Carbon intensity — how much carbon is emitted for the energy consumed — is set to decline during the projection period, especially for non-OECD Asian countries on a combination of higher renewable energy and efficiency gains, according to EIA.
“However, the average carbon intensity across non-OECD countries remains higher than that of OECD countries through 2050, mainly because of a higher retention of fossil fuels — particularly coal,” researchers said.
By 2025, EIA expects global increases in electricity generation to largely come from renewable energy. Under the IEO2021 Reference case, all electricity generation in OECD regions after 2020 comes from renewables, increasingly displacing the share of existing, mostly fossil fuel-based, resources. For non-OECD regions, renewables project to account for 90% of new generation.

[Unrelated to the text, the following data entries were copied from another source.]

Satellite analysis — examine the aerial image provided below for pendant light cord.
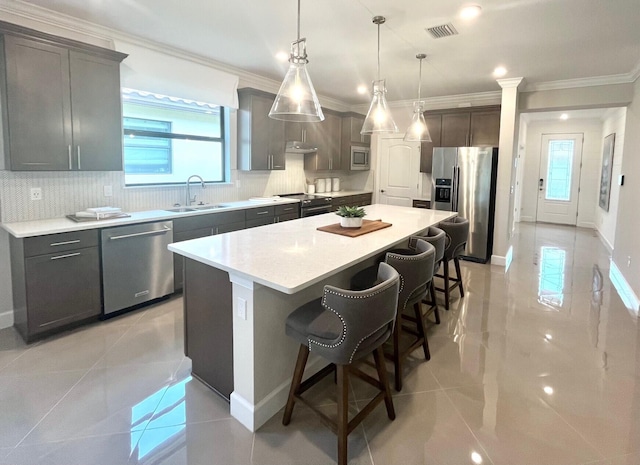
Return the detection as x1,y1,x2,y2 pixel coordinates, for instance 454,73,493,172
378,23,380,81
298,0,300,40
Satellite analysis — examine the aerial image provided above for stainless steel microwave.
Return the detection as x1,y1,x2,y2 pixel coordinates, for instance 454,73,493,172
351,145,370,171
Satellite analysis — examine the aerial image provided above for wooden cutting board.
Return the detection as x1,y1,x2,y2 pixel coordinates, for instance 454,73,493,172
318,220,391,237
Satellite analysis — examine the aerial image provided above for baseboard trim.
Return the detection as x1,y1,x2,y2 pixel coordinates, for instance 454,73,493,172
596,228,613,254
491,245,513,273
0,310,13,329
229,358,327,432
609,260,640,315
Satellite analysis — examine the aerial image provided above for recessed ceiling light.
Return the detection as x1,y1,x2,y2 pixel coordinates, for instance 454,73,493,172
493,66,507,77
460,5,482,19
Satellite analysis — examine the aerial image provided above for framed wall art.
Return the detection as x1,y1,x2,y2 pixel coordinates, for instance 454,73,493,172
598,133,616,212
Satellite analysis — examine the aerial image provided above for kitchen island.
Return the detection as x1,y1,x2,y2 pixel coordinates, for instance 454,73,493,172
169,205,455,431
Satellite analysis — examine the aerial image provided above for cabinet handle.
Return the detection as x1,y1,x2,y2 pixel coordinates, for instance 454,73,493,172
51,252,81,260
109,226,171,241
49,239,80,247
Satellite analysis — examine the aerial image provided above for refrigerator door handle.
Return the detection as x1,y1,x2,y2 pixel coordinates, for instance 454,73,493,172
451,166,458,212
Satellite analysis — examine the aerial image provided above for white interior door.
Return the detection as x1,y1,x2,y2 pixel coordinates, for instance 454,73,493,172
536,134,583,225
378,137,420,207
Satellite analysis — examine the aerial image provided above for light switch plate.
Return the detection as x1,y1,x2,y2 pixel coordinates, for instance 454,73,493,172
237,297,247,320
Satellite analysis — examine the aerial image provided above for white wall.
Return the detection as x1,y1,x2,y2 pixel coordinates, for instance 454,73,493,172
520,119,602,228
595,108,627,250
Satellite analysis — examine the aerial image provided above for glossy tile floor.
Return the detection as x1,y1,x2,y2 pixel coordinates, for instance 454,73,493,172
0,224,640,465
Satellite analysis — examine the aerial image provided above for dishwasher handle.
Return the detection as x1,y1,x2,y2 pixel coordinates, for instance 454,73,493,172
109,226,171,241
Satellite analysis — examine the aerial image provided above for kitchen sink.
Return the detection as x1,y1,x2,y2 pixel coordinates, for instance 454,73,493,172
165,207,197,213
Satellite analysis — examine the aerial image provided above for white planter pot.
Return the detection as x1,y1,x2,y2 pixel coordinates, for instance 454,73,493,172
340,216,362,228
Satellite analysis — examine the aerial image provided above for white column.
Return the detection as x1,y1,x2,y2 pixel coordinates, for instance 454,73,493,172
491,77,523,270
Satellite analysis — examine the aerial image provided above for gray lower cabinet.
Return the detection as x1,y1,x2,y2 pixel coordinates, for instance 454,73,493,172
184,258,233,401
0,22,126,171
10,230,102,342
173,210,246,291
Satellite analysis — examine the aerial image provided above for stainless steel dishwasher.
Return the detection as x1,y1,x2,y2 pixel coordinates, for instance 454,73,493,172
101,221,173,315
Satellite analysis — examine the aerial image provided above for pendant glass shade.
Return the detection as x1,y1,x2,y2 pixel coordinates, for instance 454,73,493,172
404,53,431,142
360,79,398,134
269,39,324,123
404,102,431,142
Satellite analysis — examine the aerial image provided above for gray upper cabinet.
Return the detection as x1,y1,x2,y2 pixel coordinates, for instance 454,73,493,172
2,35,72,171
70,51,122,171
0,22,126,171
238,88,285,171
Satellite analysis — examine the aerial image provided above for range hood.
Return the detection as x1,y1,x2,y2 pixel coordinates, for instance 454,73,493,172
285,140,318,153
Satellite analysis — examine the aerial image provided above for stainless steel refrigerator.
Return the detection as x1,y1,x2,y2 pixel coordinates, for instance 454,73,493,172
431,147,498,263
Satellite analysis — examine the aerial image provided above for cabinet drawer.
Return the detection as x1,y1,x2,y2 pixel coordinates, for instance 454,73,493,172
245,206,275,220
275,203,300,216
24,229,98,257
25,247,101,334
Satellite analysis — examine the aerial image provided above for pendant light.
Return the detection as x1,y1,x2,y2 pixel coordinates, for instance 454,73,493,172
360,16,398,134
269,0,324,123
404,53,431,142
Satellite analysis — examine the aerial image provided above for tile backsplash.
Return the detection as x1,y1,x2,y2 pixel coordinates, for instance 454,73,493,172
0,154,373,223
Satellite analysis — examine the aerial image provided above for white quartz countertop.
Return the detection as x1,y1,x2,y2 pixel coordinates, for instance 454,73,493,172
169,204,456,294
2,197,299,238
315,191,372,198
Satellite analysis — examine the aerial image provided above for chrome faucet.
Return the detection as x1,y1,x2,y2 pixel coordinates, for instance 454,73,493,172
184,174,206,207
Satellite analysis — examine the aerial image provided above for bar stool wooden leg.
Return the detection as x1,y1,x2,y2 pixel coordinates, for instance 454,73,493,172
336,365,349,465
453,257,464,297
393,312,402,392
413,302,431,360
429,280,440,325
442,261,450,310
373,347,396,420
282,344,309,426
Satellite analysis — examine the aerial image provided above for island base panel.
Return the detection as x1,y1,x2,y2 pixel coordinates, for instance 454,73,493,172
184,258,233,401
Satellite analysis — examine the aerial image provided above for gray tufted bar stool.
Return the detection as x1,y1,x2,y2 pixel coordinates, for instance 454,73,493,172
409,226,448,324
282,263,400,465
351,238,435,391
436,216,469,310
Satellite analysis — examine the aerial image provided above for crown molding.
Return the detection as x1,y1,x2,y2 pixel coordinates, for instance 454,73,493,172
0,0,350,111
350,91,502,113
523,69,640,92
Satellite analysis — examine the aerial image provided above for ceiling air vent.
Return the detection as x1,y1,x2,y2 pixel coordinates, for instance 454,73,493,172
427,23,458,39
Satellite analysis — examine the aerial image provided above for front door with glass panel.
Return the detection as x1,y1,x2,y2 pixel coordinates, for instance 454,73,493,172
536,134,583,225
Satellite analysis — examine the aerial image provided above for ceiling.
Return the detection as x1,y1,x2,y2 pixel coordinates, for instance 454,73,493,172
10,0,640,105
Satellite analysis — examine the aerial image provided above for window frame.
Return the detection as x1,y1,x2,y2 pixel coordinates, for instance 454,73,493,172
122,91,231,188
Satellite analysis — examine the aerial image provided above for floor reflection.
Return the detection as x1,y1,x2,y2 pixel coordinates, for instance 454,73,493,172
538,247,567,309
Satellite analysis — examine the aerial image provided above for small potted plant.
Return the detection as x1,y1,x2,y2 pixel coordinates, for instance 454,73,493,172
336,205,367,228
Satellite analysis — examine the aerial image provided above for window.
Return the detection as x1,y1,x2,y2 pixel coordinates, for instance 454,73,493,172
545,139,574,201
122,89,227,186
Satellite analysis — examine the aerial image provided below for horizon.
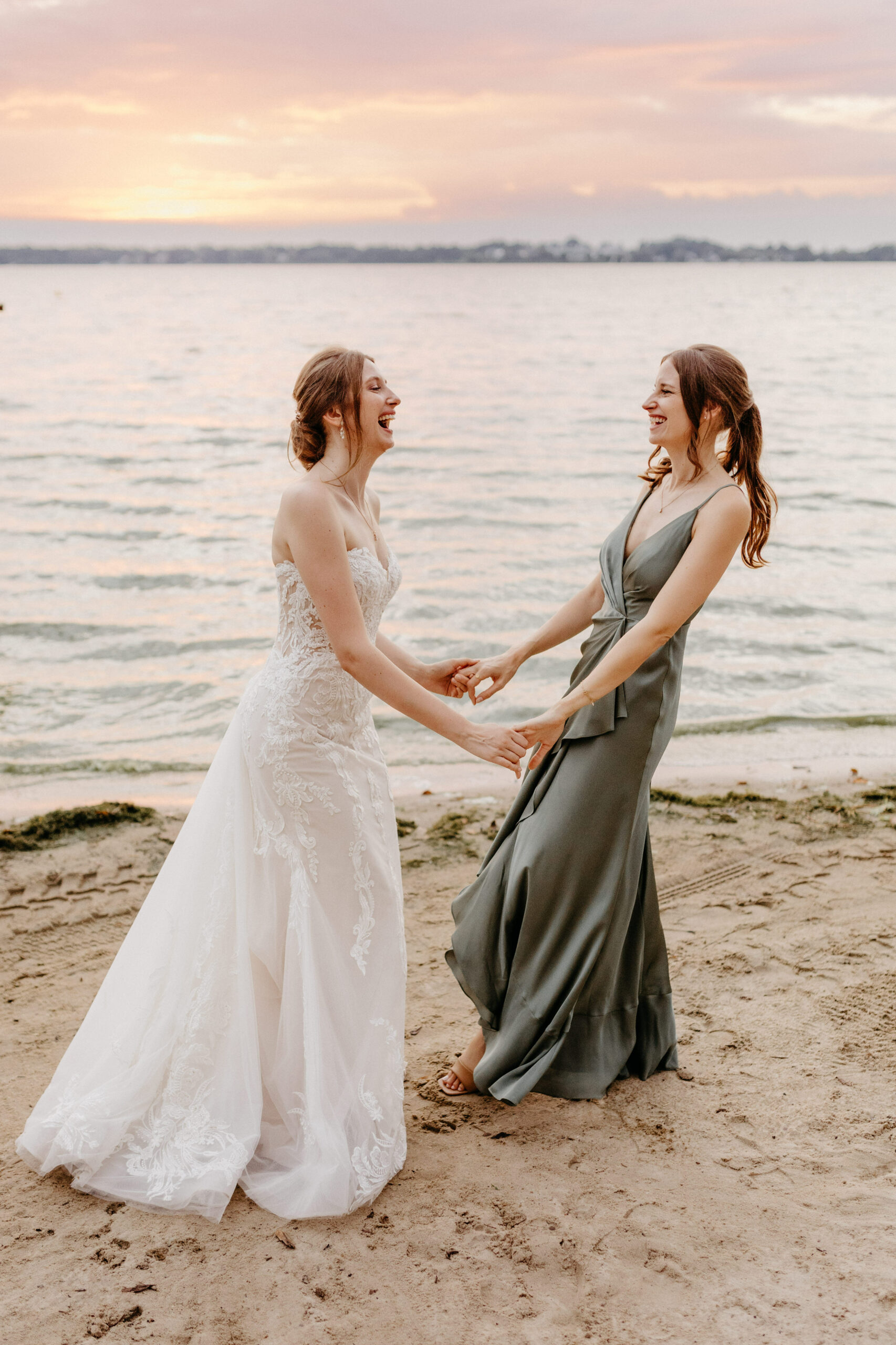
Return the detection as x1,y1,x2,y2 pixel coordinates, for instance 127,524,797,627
0,0,896,249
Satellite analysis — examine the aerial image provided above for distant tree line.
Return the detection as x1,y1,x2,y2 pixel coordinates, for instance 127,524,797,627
0,238,896,266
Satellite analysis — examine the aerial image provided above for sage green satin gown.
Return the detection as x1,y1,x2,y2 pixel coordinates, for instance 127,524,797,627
445,485,728,1103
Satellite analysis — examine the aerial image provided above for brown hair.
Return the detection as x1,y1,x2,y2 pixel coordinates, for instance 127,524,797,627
642,346,778,569
289,346,370,471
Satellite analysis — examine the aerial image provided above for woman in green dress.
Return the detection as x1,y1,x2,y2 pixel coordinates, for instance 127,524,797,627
440,346,775,1103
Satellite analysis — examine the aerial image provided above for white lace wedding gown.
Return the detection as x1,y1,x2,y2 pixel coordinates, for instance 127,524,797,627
16,549,405,1220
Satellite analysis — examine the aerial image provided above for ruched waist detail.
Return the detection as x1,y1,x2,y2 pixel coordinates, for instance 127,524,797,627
561,598,632,741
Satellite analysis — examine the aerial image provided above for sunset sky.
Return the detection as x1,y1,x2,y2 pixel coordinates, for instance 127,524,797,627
0,0,896,246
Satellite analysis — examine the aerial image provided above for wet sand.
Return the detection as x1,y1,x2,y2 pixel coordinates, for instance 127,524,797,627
0,785,896,1345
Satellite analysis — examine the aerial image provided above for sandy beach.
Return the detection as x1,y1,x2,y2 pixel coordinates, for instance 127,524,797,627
0,781,896,1345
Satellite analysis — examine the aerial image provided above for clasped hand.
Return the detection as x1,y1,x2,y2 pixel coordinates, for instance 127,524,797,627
451,649,566,771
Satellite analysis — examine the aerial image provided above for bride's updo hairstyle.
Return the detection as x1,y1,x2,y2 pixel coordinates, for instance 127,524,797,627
289,346,370,471
642,346,778,569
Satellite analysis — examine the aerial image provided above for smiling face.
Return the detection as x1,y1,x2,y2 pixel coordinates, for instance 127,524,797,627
360,359,401,453
642,359,694,448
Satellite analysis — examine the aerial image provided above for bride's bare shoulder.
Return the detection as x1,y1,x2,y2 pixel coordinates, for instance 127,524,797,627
280,476,336,522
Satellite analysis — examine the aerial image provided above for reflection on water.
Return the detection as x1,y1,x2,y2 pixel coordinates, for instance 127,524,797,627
0,264,896,773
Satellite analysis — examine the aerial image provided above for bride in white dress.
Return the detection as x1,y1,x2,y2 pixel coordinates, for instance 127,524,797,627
16,347,525,1220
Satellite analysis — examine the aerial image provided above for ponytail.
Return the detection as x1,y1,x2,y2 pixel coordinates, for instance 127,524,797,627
642,346,778,569
720,402,778,569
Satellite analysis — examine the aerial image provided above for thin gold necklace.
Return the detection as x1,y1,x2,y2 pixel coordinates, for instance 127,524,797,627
659,472,694,514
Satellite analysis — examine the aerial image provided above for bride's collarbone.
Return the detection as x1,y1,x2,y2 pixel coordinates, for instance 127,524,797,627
346,533,389,570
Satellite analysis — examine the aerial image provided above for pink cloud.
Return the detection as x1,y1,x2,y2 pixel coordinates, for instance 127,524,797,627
0,0,893,223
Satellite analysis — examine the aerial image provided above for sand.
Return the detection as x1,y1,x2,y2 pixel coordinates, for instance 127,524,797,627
0,790,896,1345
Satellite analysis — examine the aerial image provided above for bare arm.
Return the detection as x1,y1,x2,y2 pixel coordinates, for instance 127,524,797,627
455,574,604,705
377,634,474,699
519,491,749,769
272,481,523,771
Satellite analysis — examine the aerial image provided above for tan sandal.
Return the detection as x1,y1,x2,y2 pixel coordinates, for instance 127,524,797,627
439,1059,479,1098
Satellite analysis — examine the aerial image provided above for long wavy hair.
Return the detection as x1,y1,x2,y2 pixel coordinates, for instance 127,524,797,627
642,344,778,569
288,346,370,471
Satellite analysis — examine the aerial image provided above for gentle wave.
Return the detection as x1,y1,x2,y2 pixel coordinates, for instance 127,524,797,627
0,757,210,776
0,262,896,775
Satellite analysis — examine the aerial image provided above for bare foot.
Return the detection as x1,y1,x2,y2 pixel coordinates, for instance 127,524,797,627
439,1028,486,1098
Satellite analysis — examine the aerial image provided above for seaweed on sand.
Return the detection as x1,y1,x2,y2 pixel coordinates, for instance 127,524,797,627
0,803,158,850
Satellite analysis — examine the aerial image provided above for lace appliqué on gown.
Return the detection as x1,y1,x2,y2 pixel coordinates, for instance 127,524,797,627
17,550,407,1218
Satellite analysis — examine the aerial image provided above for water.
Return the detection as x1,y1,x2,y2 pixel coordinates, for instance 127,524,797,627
0,264,896,796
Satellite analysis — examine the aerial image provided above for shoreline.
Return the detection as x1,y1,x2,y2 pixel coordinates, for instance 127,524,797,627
0,785,896,1345
0,725,896,823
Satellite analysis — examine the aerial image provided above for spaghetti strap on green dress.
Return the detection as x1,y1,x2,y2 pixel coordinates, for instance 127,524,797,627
445,485,728,1103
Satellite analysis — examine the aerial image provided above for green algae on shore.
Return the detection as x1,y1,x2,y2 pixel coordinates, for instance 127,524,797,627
0,803,156,850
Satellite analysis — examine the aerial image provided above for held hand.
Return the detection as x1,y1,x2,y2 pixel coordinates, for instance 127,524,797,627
455,649,519,705
517,708,566,771
417,659,475,701
463,723,529,779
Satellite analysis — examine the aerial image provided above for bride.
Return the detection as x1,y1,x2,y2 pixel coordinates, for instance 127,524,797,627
16,347,525,1220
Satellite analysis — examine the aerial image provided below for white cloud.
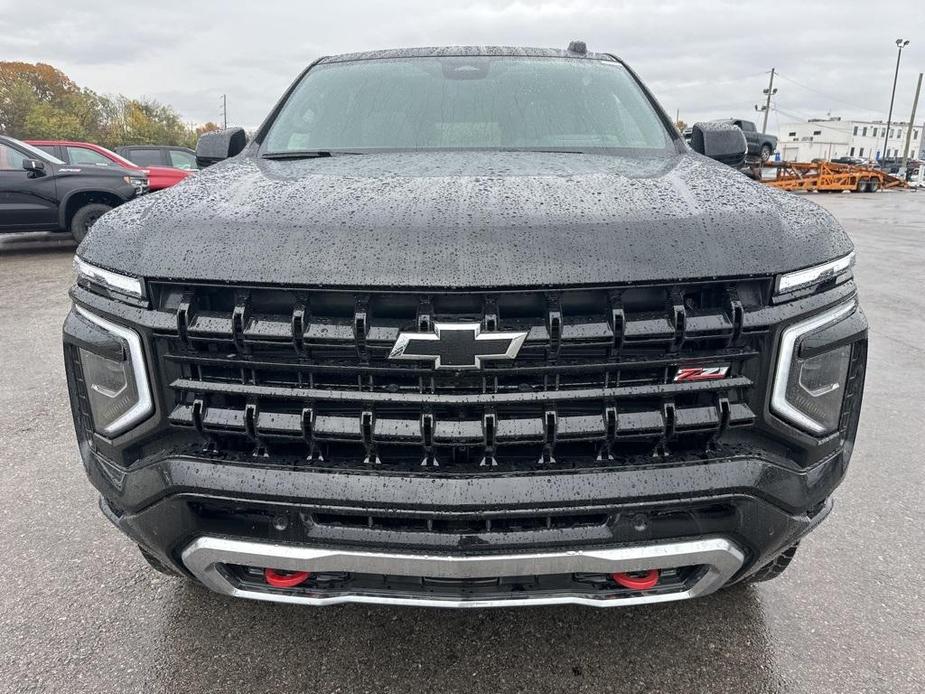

“This projected growth in renewables is uncertain and may largely depend on changes to regulatory policies and market rules, large and cost-effective supply chains to support renewable installations and a sufficient amount of conventional generation technologies or storage to back intermittent renewable capacity,” researchers said.
Incorporating more intermittent renewable energy into the electrical grid will see different regions turn to varying combinations of resources to provide a backstop, according to EIA.
“An example of these differences can be seen in India, where by 2050, we project intermittent generation — mostly solar — will account for two-thirds of the electricity generation mix,” EIA said. “To accommodate that trend, about 330 GW, or about half of the world’s projected battery storage capacity in 2050, will be required to support a system with such a high level of solar power generation.”
Canada, with its limited sunlight in the fall and winter, provides a contrasting example where wind figures to be more economic than solar.
“By 2050, intermittent generation — almost exclusively from wind resources — accounts for about 25% of Canada’s electricity generation mix,” researchers said. “To ensure grid reliability with the growth in wind generation, natural gas-fired generating capacity will likely become the more economic choice.”